Developing the brand strategy is the most concrete and longlasting marketing tool. It’s consistent, repetitive and memorable. It’s communicated in many different ways throughout the life of a business. Done effectively, a brand creates a one-of-a-kind differentiation separating one business from another. Branding builds a relationship.
Branding can be a name, sign, design, symbol or term – or a combination of these –describing the products or services offered. The objective of branding is reinforcing credibility, delivering a clear message, encouraging a sale, improving loyalty and invoking an emotion. All of these combined influence its target audience and becomes the core foundation behind each and every marketing effort.
Methods
When developing a brand, a business must consider their target audience, their competition, the products or services offered and what differentiates them from the others in the marketplace. To begin brainstorming an effective brand, consider the following questions within the core business function. It’s useful to develop a strategy with a diverse and creative team of individuals who have a strong understanding of the business function and future objectives.

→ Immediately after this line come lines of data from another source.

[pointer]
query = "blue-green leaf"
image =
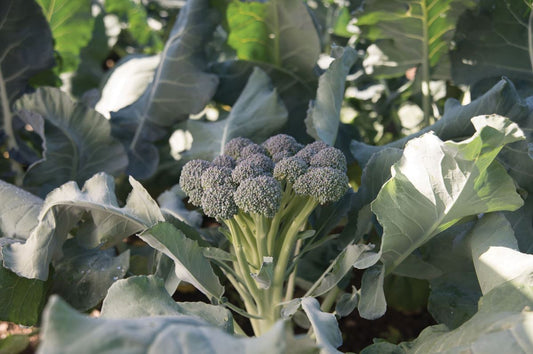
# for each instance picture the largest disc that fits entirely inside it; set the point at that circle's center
(323, 116)
(143, 296)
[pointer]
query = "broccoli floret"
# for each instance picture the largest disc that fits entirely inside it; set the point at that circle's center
(252, 149)
(190, 179)
(282, 142)
(234, 147)
(329, 157)
(289, 169)
(253, 166)
(278, 156)
(218, 202)
(325, 184)
(224, 161)
(216, 176)
(310, 150)
(259, 195)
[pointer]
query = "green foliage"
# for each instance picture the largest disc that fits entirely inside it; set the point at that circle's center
(71, 23)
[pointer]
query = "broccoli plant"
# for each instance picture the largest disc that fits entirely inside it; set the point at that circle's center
(263, 196)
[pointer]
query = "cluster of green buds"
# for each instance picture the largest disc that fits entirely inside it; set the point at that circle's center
(264, 195)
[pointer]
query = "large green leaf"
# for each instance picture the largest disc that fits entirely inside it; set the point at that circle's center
(144, 296)
(90, 70)
(455, 294)
(180, 86)
(323, 116)
(134, 14)
(412, 33)
(82, 277)
(22, 53)
(65, 330)
(372, 303)
(71, 22)
(279, 32)
(495, 253)
(455, 124)
(293, 90)
(257, 114)
(77, 141)
(126, 82)
(436, 184)
(190, 264)
(325, 326)
(19, 211)
(105, 223)
(492, 42)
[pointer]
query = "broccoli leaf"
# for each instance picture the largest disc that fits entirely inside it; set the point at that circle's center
(436, 184)
(325, 326)
(412, 33)
(19, 211)
(495, 253)
(189, 262)
(25, 54)
(65, 328)
(71, 23)
(257, 114)
(501, 99)
(180, 87)
(105, 223)
(22, 299)
(502, 325)
(82, 277)
(279, 32)
(501, 24)
(455, 294)
(372, 303)
(323, 116)
(143, 296)
(77, 141)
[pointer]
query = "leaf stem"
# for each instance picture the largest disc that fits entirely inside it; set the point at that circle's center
(425, 67)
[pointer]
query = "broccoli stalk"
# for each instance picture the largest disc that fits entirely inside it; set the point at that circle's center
(263, 195)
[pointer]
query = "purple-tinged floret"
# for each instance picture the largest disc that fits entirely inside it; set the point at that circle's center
(282, 142)
(325, 184)
(216, 176)
(289, 169)
(224, 161)
(190, 179)
(252, 149)
(253, 166)
(260, 195)
(310, 150)
(218, 202)
(329, 157)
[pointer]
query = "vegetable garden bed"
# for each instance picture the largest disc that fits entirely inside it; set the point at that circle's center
(279, 176)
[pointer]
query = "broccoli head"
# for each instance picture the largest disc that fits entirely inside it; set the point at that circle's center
(252, 149)
(282, 142)
(218, 202)
(190, 179)
(308, 151)
(289, 169)
(325, 184)
(259, 195)
(253, 166)
(216, 176)
(224, 161)
(329, 157)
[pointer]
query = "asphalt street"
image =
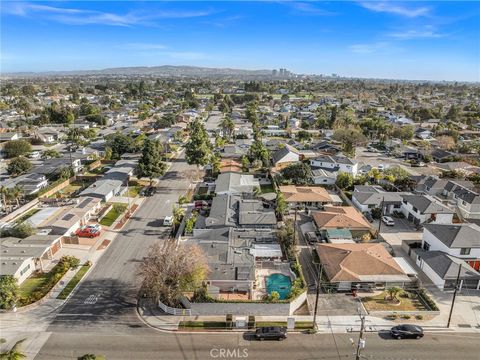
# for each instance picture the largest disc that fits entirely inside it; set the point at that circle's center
(106, 299)
(158, 345)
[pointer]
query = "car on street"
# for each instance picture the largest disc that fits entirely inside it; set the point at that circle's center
(368, 216)
(87, 232)
(93, 227)
(387, 220)
(406, 331)
(168, 221)
(271, 333)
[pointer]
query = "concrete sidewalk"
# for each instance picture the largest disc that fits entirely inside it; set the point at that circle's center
(155, 318)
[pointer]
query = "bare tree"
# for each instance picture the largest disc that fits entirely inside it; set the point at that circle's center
(170, 269)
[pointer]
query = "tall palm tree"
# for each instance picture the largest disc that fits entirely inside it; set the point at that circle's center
(14, 353)
(4, 194)
(17, 193)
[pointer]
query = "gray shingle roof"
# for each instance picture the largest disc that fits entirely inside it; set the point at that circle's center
(456, 236)
(426, 204)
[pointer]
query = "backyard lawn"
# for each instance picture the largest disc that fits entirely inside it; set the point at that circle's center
(113, 214)
(73, 282)
(382, 302)
(33, 283)
(266, 188)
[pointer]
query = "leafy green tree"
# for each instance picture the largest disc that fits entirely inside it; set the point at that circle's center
(8, 291)
(281, 205)
(198, 149)
(298, 173)
(151, 164)
(344, 180)
(50, 153)
(14, 148)
(19, 166)
(169, 269)
(120, 144)
(166, 121)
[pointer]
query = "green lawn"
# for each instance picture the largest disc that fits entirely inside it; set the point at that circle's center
(133, 190)
(27, 215)
(113, 214)
(73, 282)
(33, 283)
(381, 302)
(266, 188)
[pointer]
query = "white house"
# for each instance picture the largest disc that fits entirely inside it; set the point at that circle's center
(425, 209)
(335, 163)
(286, 155)
(443, 246)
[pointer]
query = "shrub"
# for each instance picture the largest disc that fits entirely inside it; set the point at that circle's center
(427, 299)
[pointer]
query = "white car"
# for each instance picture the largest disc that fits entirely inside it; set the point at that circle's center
(388, 220)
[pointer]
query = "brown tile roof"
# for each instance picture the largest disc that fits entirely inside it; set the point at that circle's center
(340, 217)
(295, 193)
(227, 165)
(358, 262)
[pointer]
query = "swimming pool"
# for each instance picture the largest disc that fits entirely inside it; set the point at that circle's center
(279, 283)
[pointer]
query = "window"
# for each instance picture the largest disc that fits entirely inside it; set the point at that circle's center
(25, 269)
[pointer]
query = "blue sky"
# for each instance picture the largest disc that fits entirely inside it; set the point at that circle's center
(434, 40)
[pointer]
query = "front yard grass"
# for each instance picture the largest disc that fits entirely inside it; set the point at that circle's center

What products or services are offered?
What are the values and mission of the business?
What is the business specialization?
What is the business tagline or sales message?
Describe the target audience and the segment of population most attracted to the offering. From the answers and again with the creative team, create a personality reflective of the business and offering. Personify the business. What characteristics would it have? Is it male or female, soft or edgy, conservative or groundbreaking, necessary or luxurious, young or mature and so forth. What adjectives describe it?
Next, tie the audience to this character by understanding how the target audience can connect to it. This is where it becomes most critical to understand the audience demographics inside and out. What characteristics grab audience interest? What do they like? What don’t they like?
To compose a brand profile, use the answers to write a description of the business, again personifying the entity. Think of personal ads or biographies as examples of writing style.
Logos are another critical piece in business identity and branding efforts. When developing a logo, be just as specific about the connection between the target audience and the products or services. Answer the following questions:
- Who is the target audience? Depending on the industry, the business may prefer a conservative, classic brand or a progressive, hip design. Creative businesses can use more color, musicians can go unique and financial firms may want to reflect stability.
- Where will the logo appear? Though a business may only need letterhead at start-up, the logo should be simple and clean, adaptable to any size variation, viewable from a lapel pin to a billboard without losing quality. The logo should look strong on a sign, website, print brochure, t-shirt, CDROM, business card and give-away such as pens, magnets, key chains, labels and so forth.
- How will the logo look in monotone reproduction? At some point, the logo will be displayed on a photocopy or fax. Keep it sharp and consistent in duplication.
- Can color stay consistent? If the logo integrates colors, make sure they align with other marketing collateral or website themes they’re used on.
- Does this image reflect longevity? Once a logo is designed, don’t change it. Consistency is critical to branding. In one, ten or even fifty years from now, a business should have a strong image. Inconsistency reflects poorly on both management and quality. If a company can’t stick to a logo, how can it accomplish what it’s hired to do?
Some strong brands and logos include Nike, using a simple swoosh image to communicate freedom, athletics and longevity, Target, reinforcing their color and bulls-eye logo in everything they market and Tiffany and Company, with the signature blue on everything from their packages and boxes to annual reports – crisp, simple, identifiable and consistent.
Using The Brand
The brand is an ongoing, repetitive reinforcement of the credibility, improving loyalty and product or service awareness. Use the brand to improve the position within the competition or reach the business goals. What should the business accomplish and what does it want the customers and prospects to understand about it?
Develop a marketing strategy to take the branding designed into the public or business eye. This strategy may be a short statement or a detailed timeline. Year-to-year, the marketing goals will change: objectives will be met and new ones developed. But the brand remains consistent. This is what customers remember, trust and find comfort in. A business brand becomes who the business is, what it represents and how others perceive it.
Branding uses consistency in print collateral, television advertising, radio and media outlets. It ties into its core business strategy, both internal and external, solidifying in time. Use the same brand, year over year, time after time to build a billboard in the audience’s mind.